Before I became president of UCS, I served as Massachusetts’ environmental commissioner, and I pushed hard to turn an environmental problem (food waste) into a clean energy solution (biogas). It is great to see that the federal government has signed on to this idea.
Trash and waste, turned to energy
In Massachusetts, and elsewhere, food waste makes up about a quarter of household garbage. Most of the time, it gets discarded in landfills where it rots and emits methane—a heat- trapping gas that is about 25 times more potent than carbon dioxide.
We found a better way in Massachusetts: build anaerobic digesters. Digesters are enclosed operations that use microorganisms to break down organic waste into 1) a biogas that can be used for heat, electricity, or even fuel for vehicles, and 2) a solid that can be used for fertilizer.
We pushed this promising idea with a law to give this form of energy the same financial incentives as wind and solar energy. We also issued a first-in-the-nation regulation, effective this fall, which bans landfills and incinerators from taking in food waste from large-scale operations such as supermarkets, universities and hotels. This “waste ban” will encourage capital investment in digesters to handle the food waste that won’t go to landfills and incinerators.
I am happy to see this idea is catching on. UCS has been pushing it too, and last week the Obama Administration issued a Biogas Opportunities Roadmap to expand the production of biogas from anaerobic digesters. The roadmap shows that this technology is not only beneficial for food waste but can be used to handle manure, sewage sludge, and other organic materials. So it can help not only states such as Massachusetts that face landfill space constraints, but also farmers needing low-cost energy, and cities that pay high sewage sludge disposal costs.
Nationwide benefits
There is a major environmental benefit to the expansion of biogas systems: they could generate enough electricity for more than 3 million American homes and cut methane emissions dramatically. The EPA estimates that a fully developed biogas industry could reduce methane emissions by equivalent of taking between 800,000 and 11 million cars off the road (an unusually large range, I acknowledge).

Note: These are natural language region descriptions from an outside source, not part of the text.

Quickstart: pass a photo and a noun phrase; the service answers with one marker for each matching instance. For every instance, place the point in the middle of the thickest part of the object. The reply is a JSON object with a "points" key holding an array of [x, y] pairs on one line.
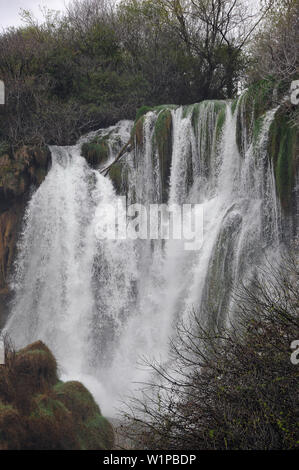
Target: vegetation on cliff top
{"points": [[103, 59], [229, 387], [39, 412]]}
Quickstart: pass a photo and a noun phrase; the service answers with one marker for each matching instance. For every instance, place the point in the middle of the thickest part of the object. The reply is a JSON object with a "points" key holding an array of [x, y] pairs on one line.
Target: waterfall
{"points": [[100, 305]]}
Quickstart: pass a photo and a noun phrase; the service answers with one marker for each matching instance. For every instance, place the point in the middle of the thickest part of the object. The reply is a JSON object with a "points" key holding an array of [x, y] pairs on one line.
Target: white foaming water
{"points": [[101, 305]]}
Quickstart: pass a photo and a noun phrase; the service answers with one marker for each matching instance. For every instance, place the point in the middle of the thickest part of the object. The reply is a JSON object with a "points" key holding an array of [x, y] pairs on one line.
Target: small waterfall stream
{"points": [[102, 304]]}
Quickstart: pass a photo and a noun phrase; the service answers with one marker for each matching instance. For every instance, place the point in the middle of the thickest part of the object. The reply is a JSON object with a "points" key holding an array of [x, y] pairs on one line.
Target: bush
{"points": [[229, 388]]}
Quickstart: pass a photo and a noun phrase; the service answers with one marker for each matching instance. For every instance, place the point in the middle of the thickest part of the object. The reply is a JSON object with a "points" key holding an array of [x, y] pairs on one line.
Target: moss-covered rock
{"points": [[96, 152], [118, 174], [37, 411], [283, 150], [19, 170]]}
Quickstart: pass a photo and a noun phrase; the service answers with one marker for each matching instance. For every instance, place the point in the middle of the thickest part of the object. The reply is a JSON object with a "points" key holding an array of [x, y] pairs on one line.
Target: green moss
{"points": [[96, 152], [234, 105], [146, 109], [163, 139], [119, 177], [45, 413]]}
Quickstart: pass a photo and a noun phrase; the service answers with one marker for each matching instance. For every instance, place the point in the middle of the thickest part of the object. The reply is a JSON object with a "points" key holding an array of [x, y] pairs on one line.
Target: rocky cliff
{"points": [[20, 171]]}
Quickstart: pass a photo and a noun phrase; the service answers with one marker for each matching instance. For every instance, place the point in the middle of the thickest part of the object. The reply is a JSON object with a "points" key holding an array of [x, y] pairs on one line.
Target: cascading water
{"points": [[101, 304]]}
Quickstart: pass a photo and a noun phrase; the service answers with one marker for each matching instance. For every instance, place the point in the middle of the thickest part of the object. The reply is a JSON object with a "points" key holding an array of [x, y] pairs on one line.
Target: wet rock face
{"points": [[20, 171]]}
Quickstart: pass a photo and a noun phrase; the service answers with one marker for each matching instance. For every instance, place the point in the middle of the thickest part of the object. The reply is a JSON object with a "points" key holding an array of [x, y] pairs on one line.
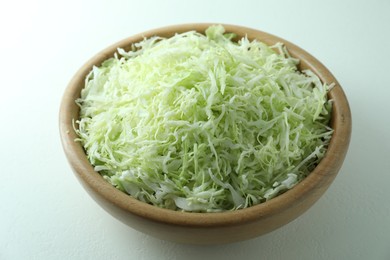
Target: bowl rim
{"points": [[323, 174]]}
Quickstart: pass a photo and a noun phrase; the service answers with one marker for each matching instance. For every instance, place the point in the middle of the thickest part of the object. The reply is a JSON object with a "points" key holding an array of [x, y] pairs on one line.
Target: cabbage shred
{"points": [[201, 123]]}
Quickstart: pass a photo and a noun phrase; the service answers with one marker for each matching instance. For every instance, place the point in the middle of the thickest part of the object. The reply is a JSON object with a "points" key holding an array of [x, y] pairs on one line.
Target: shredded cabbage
{"points": [[201, 123]]}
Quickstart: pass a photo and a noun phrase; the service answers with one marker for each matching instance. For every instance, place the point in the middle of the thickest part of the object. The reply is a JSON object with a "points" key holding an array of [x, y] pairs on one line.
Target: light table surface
{"points": [[46, 214]]}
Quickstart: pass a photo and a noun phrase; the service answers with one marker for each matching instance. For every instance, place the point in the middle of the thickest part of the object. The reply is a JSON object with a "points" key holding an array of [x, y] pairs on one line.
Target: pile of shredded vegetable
{"points": [[201, 123]]}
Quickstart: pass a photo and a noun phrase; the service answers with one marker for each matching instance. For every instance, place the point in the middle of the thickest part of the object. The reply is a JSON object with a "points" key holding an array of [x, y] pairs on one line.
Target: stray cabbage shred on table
{"points": [[201, 123]]}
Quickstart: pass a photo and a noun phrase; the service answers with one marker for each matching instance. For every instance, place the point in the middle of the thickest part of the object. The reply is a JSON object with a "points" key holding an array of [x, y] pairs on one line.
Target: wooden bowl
{"points": [[208, 228]]}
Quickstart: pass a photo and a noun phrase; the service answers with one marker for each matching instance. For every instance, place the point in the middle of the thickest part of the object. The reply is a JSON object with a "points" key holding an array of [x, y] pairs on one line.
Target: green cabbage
{"points": [[201, 123]]}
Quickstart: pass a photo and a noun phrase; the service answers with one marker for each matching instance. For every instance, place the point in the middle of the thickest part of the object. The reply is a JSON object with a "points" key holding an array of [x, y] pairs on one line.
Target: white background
{"points": [[46, 214]]}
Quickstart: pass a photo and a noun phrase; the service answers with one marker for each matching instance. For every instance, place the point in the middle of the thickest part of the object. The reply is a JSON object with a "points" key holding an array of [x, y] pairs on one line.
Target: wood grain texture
{"points": [[208, 228]]}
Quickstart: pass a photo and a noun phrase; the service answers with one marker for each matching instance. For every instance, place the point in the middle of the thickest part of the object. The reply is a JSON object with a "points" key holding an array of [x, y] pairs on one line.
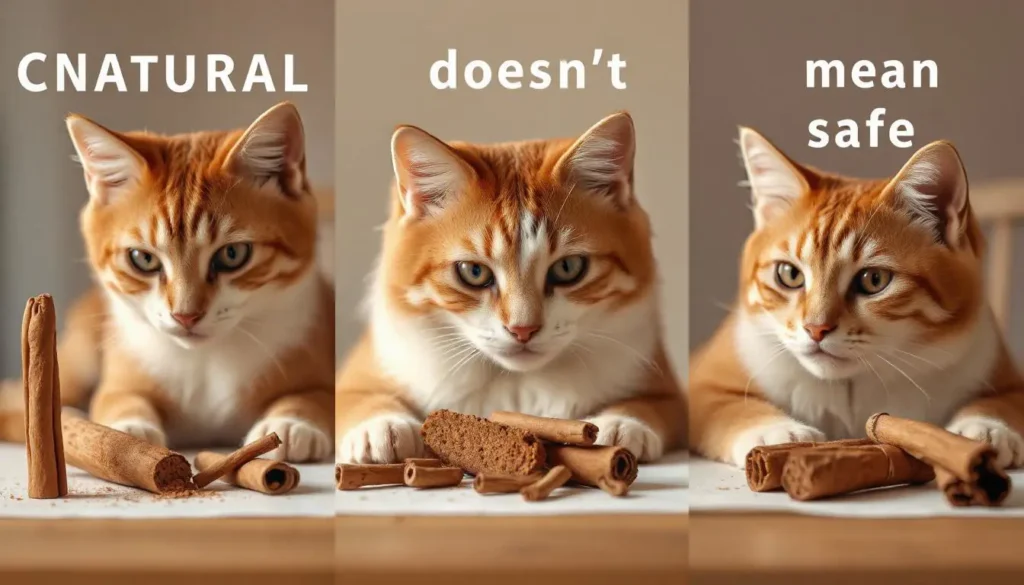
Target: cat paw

The roadmap does not go nearly as far as Massachusetts’ cutting-edge plan, but it does call upon three federal agencies to work together to provide financial assistance, strengthen markets, and conduct research, education and outreach to jump start this promising new industry. This is a welcome new arrow in the quiver of President Obama’s climate action plan, and it deserves widespread public support. And if the Obama administration decides to bolster the plan down the line, it can look to Massachusetts as a model.